The budget increases the income eligibility threshold of expected family income for an OCOG award from $2,190 or less to $10,000 or less — equating to an average household adjusted gross income of approximately $87,000, Lanese said.
Public and non-profit college students who have OCOG awards currently receive $2,700 and $4,200 respectively and the proposed budget would bump up the amount of funding those students receive.
An OCOG award for a student who first enrolls in the 2023-24 academic year annually would be $4,000 per student at a state university main campus, $5,000 per student at a private nonprofit college or university, and $1,600 per student at a private for-profit career college.
An OCOG award amount for a student who first enrolls in the 2024-25 academic year and any after annually would be $6,000 per student at a state university main campus, $6,000 per student at a private nonprofit college or university, and $1,600 per student at a private for-profit career college.
However, the proposed budget would require the Chancellor of the Ohio Department of Higher Education to determine if reductions in OCOG award amounts are necessary.
Students attending a private for-profit career colleges who have OCOG awards currently receive $1,600 and that dollar amount currently stays flat in the budget — something the Ohio-Michigan Association of Career Colleges and Schools (OMACCS) wants to see changed.

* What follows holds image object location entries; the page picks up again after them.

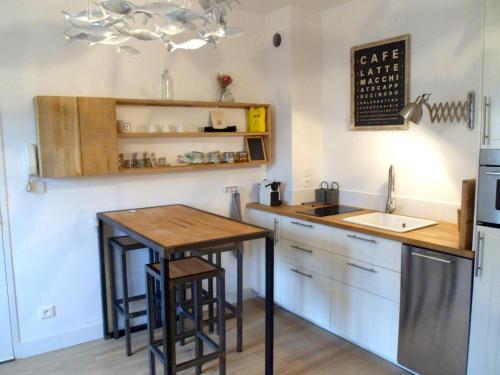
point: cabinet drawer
(365, 319)
(306, 232)
(308, 257)
(377, 280)
(370, 249)
(306, 293)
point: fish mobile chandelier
(118, 22)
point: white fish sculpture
(172, 28)
(222, 32)
(189, 45)
(128, 50)
(112, 40)
(184, 15)
(140, 34)
(122, 7)
(84, 18)
(112, 22)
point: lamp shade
(413, 112)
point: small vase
(226, 96)
(167, 86)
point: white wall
(431, 160)
(54, 243)
(294, 73)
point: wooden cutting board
(466, 218)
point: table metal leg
(168, 317)
(269, 305)
(102, 271)
(239, 302)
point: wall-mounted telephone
(31, 155)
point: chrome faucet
(391, 202)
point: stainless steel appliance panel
(436, 292)
(488, 201)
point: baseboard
(34, 347)
(248, 293)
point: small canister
(332, 194)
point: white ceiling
(265, 6)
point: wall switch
(46, 312)
(231, 189)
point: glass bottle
(167, 86)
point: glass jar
(167, 86)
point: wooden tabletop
(177, 227)
(442, 237)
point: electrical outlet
(46, 312)
(231, 189)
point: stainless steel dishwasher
(435, 312)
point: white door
(484, 350)
(491, 76)
(6, 351)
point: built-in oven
(488, 201)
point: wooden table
(176, 229)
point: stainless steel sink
(390, 222)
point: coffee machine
(269, 193)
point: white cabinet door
(484, 347)
(491, 76)
(6, 352)
(366, 319)
(257, 269)
(302, 231)
(306, 293)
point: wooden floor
(300, 348)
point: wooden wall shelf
(190, 135)
(185, 104)
(78, 136)
(191, 167)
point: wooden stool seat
(123, 306)
(187, 267)
(192, 270)
(233, 246)
(127, 243)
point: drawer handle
(372, 270)
(477, 256)
(301, 249)
(302, 225)
(353, 236)
(301, 273)
(431, 258)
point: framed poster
(256, 149)
(380, 84)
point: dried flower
(224, 80)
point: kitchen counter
(442, 237)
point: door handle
(486, 120)
(353, 236)
(302, 225)
(477, 256)
(372, 270)
(301, 273)
(431, 258)
(276, 231)
(301, 249)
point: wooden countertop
(442, 237)
(179, 226)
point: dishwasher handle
(431, 258)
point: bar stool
(192, 270)
(121, 307)
(235, 310)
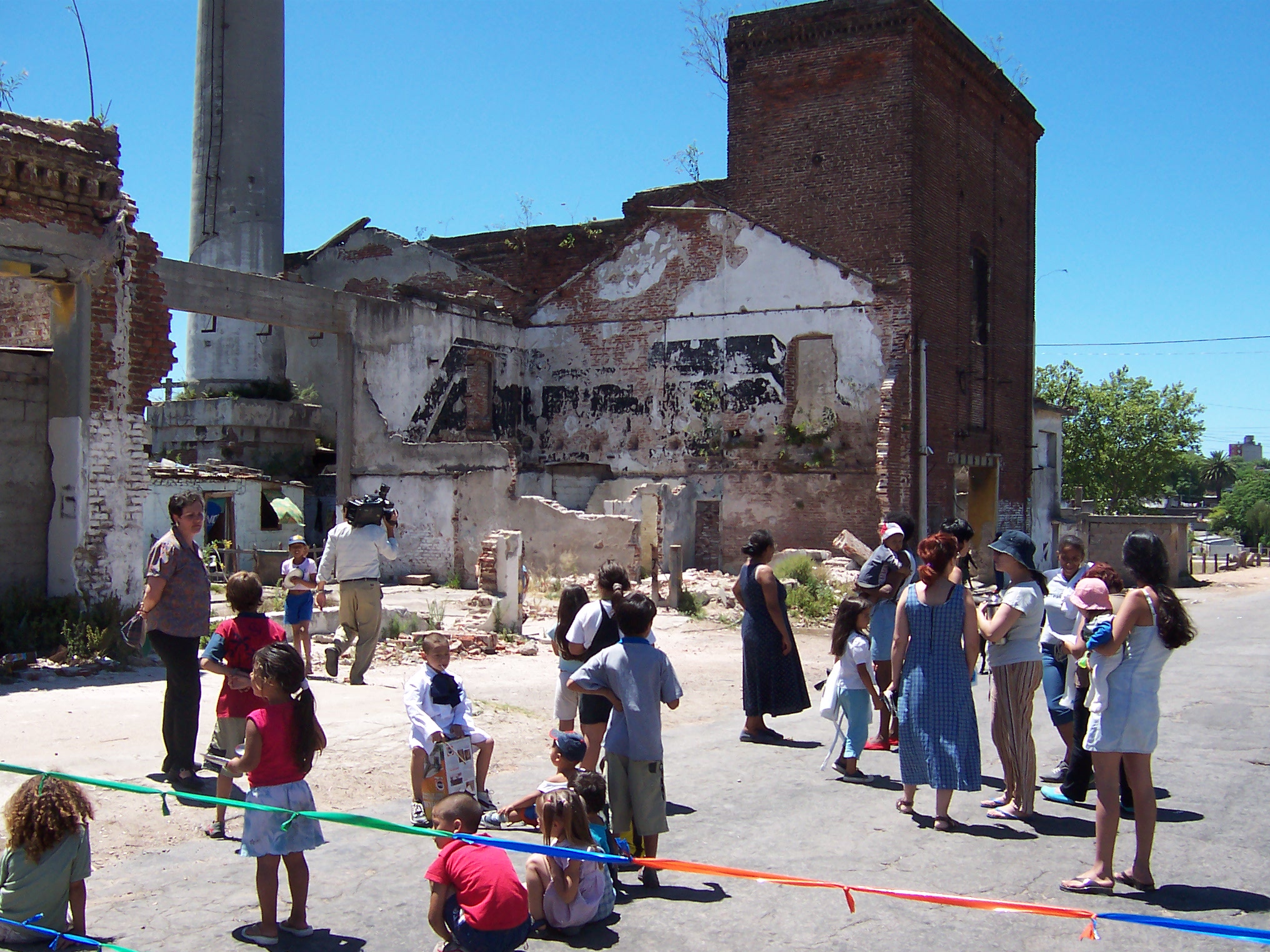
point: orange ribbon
(992, 905)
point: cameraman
(352, 559)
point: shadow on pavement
(1201, 899)
(322, 941)
(629, 893)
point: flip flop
(1086, 886)
(1004, 815)
(1126, 879)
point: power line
(1143, 343)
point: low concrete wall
(1104, 537)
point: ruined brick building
(84, 335)
(727, 355)
(752, 344)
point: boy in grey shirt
(636, 678)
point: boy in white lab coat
(438, 707)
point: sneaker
(493, 820)
(419, 815)
(1056, 795)
(1057, 776)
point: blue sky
(1152, 188)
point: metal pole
(922, 449)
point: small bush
(34, 622)
(691, 606)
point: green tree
(1218, 472)
(1245, 509)
(1123, 439)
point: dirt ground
(108, 725)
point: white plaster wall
(426, 522)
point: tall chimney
(236, 200)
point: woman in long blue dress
(772, 681)
(935, 650)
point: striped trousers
(1014, 686)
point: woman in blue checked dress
(935, 649)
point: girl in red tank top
(281, 741)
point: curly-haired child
(46, 860)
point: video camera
(370, 509)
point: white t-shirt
(1022, 642)
(858, 653)
(586, 623)
(1059, 612)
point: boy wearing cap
(298, 611)
(637, 680)
(567, 749)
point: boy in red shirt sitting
(231, 652)
(478, 903)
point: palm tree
(1218, 472)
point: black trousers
(1080, 771)
(181, 701)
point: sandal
(1126, 879)
(1004, 815)
(1086, 886)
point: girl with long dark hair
(1149, 625)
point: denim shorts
(479, 940)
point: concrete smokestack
(236, 201)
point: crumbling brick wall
(68, 176)
(877, 132)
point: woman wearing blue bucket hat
(1014, 658)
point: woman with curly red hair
(46, 860)
(935, 650)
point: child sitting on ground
(567, 751)
(478, 901)
(46, 858)
(592, 790)
(279, 753)
(231, 652)
(299, 574)
(564, 894)
(637, 680)
(850, 691)
(436, 703)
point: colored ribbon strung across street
(371, 823)
(58, 936)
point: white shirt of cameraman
(353, 553)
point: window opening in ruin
(708, 542)
(481, 394)
(269, 520)
(979, 354)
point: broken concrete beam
(852, 546)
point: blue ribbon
(1228, 932)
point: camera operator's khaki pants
(360, 615)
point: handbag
(134, 631)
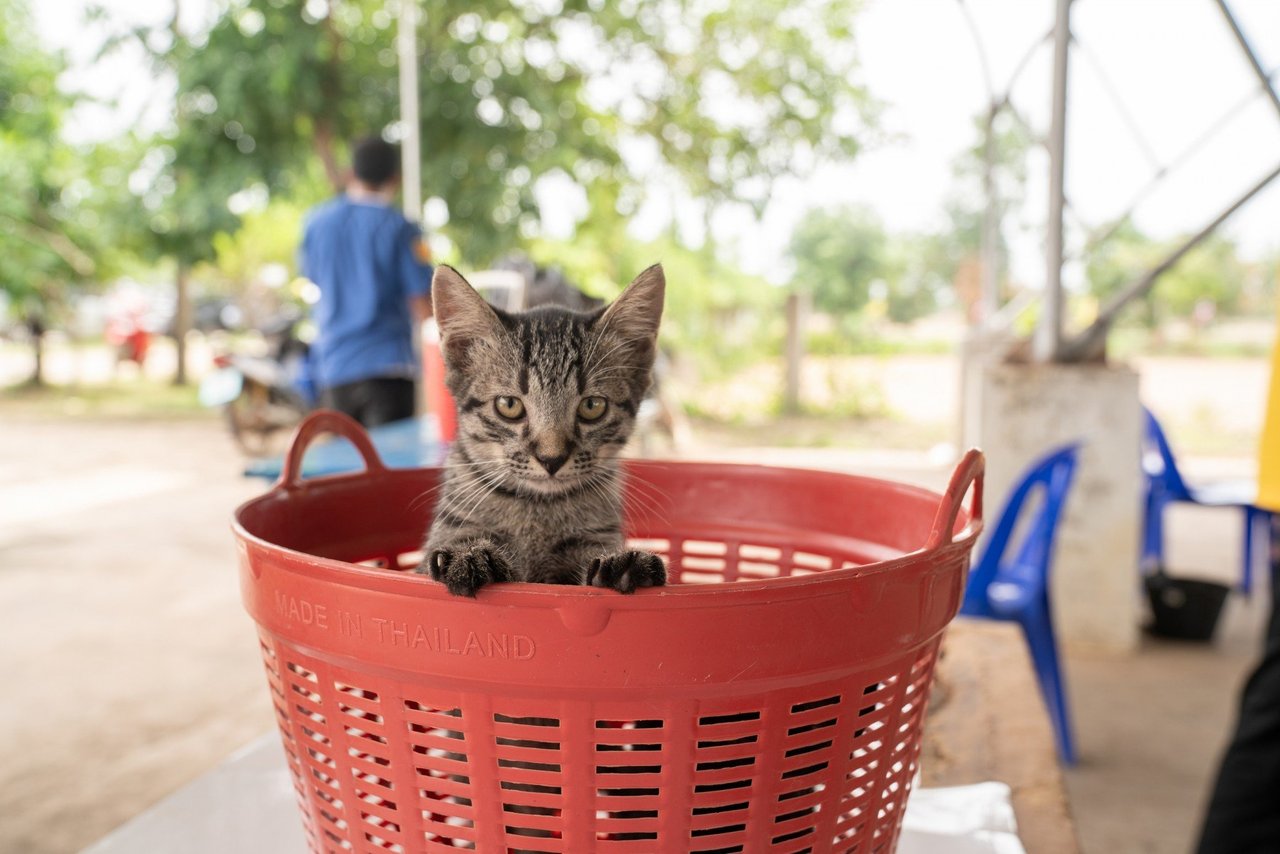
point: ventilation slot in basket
(529, 771)
(437, 736)
(629, 757)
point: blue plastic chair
(1010, 580)
(1165, 485)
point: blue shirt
(368, 260)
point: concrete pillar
(1015, 414)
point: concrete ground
(129, 667)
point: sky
(1174, 65)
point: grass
(117, 400)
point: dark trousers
(373, 401)
(1244, 811)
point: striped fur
(538, 497)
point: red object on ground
(771, 698)
(439, 402)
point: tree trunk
(182, 323)
(36, 329)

“As established adults, our students are supporting families and paying rent or a mortgage, a car loan, and childcare,” said OMACCS Executive Director Kent Trofholz. “These grant amounts benefit the students directly.”
Merit based scholarships
The Ohio House removed a provision from DeWine’s budget that recommended giving $5,000 per year scholarships to all Ohio high school students who graduate in the top 5% of their school’s class if they attend an in-state school.

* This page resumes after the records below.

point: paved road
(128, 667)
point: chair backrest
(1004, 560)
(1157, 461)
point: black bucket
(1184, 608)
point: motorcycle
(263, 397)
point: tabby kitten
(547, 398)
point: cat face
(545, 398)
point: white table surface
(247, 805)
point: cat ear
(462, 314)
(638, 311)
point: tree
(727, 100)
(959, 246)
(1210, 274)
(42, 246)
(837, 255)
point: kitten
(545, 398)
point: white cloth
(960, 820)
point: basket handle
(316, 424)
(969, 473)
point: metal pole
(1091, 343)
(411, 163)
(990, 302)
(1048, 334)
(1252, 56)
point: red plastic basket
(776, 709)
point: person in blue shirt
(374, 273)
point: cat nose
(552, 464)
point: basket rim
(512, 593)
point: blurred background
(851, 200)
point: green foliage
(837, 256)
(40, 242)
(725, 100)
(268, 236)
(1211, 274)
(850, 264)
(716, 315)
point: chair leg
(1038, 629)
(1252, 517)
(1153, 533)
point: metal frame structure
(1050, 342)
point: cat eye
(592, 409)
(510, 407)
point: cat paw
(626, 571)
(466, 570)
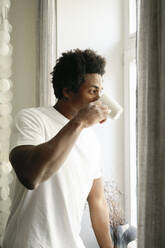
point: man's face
(89, 91)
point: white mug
(113, 105)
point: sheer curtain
(47, 50)
(151, 123)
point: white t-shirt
(50, 216)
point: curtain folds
(47, 50)
(151, 123)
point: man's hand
(95, 112)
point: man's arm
(99, 214)
(35, 164)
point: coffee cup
(115, 108)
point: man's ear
(66, 93)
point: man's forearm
(100, 222)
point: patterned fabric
(123, 235)
(151, 123)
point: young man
(55, 156)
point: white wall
(23, 18)
(99, 25)
(81, 24)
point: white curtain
(151, 123)
(5, 113)
(47, 50)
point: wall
(99, 25)
(81, 24)
(23, 18)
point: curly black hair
(70, 69)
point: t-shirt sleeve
(27, 129)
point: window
(130, 112)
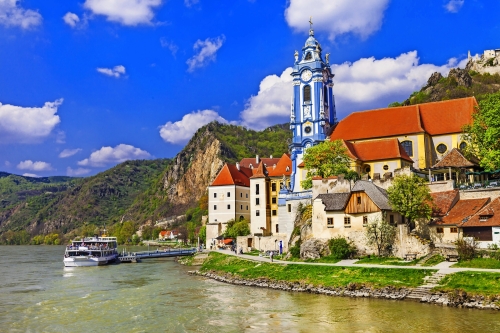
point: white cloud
(126, 12)
(271, 103)
(34, 166)
(71, 19)
(69, 152)
(27, 124)
(169, 45)
(32, 175)
(367, 83)
(116, 71)
(207, 51)
(337, 17)
(13, 15)
(118, 154)
(181, 131)
(453, 6)
(76, 172)
(190, 3)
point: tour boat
(91, 251)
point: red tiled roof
(230, 175)
(462, 210)
(281, 167)
(447, 116)
(455, 159)
(376, 150)
(493, 219)
(379, 123)
(443, 201)
(434, 118)
(250, 161)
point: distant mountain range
(139, 191)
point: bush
(340, 248)
(467, 248)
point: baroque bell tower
(313, 103)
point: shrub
(341, 248)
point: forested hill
(136, 191)
(458, 84)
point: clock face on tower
(306, 75)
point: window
(441, 148)
(347, 222)
(408, 147)
(307, 93)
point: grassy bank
(480, 283)
(327, 276)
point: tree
(483, 134)
(235, 229)
(410, 196)
(326, 159)
(381, 234)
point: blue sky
(87, 84)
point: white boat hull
(83, 261)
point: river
(37, 294)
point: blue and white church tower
(313, 103)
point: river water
(37, 294)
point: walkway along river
(38, 294)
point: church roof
(435, 118)
(455, 159)
(376, 150)
(377, 194)
(231, 175)
(462, 211)
(283, 167)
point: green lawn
(316, 275)
(373, 260)
(479, 263)
(434, 260)
(482, 283)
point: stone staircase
(425, 290)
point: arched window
(408, 147)
(307, 93)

The merit scholarships would have cost $18 million for fiscal year 2024 and $34.2 million for fiscal year 2025, according to DeWine’s proposed budget.
A handful of people voiced at recent Senate Workforce and Higher Education committee meetings they want the merit based scholarships back in the budget.
“The merit based scholarship, I think, is critically important,” said state Sen. Kent Smith, D-Euclid. “If Ohio is going to keep its best and brightest, let’s make it easier for them to go to college here. I think it’s incredibly logical.”
He said the argument he hears against merit based scholarships is that the top 5% in schools across the state are already getting scholarships, so he asked those who testified to refute that argument.
It’s likely students who are from upper class families and in their class’s top 5% are already getting scholarships, said C. Todd Jones, President and General Counsel of the Association of Independent Colleges and Universities of Ohio (AICUO).
“For those students, it’s about retention,” Jones said. “How do you keep them in Ohio?”
However, he said students of lower income and even middle class families — especially in smaller districts, urban areas or rural parts of the state — might not be getting other scholarships.
“(A merit based scholarship) will make the difference between go and no for those families,” he said.
Teacher Training Program
The Ohio House budget establishes metrics to make sure each educator training program aligns with the science of reading, which is based on decades of research that shows how the human brain learns to read. It incorporates phonemic awareness, phonics, fluency, vocabulary, and comprehension.
A change in the Ohio House budget requires the ODHE Chancellor to develop an audit process that records how each educator training program is aligned with teaching the science of reading instruction.
The budget would require the Chancellor to revoke the approval of educator training programs that are not aligned with teaching the science of reading instruction within one year of the initial audit. All programs would be reviewed every four years after the first audit.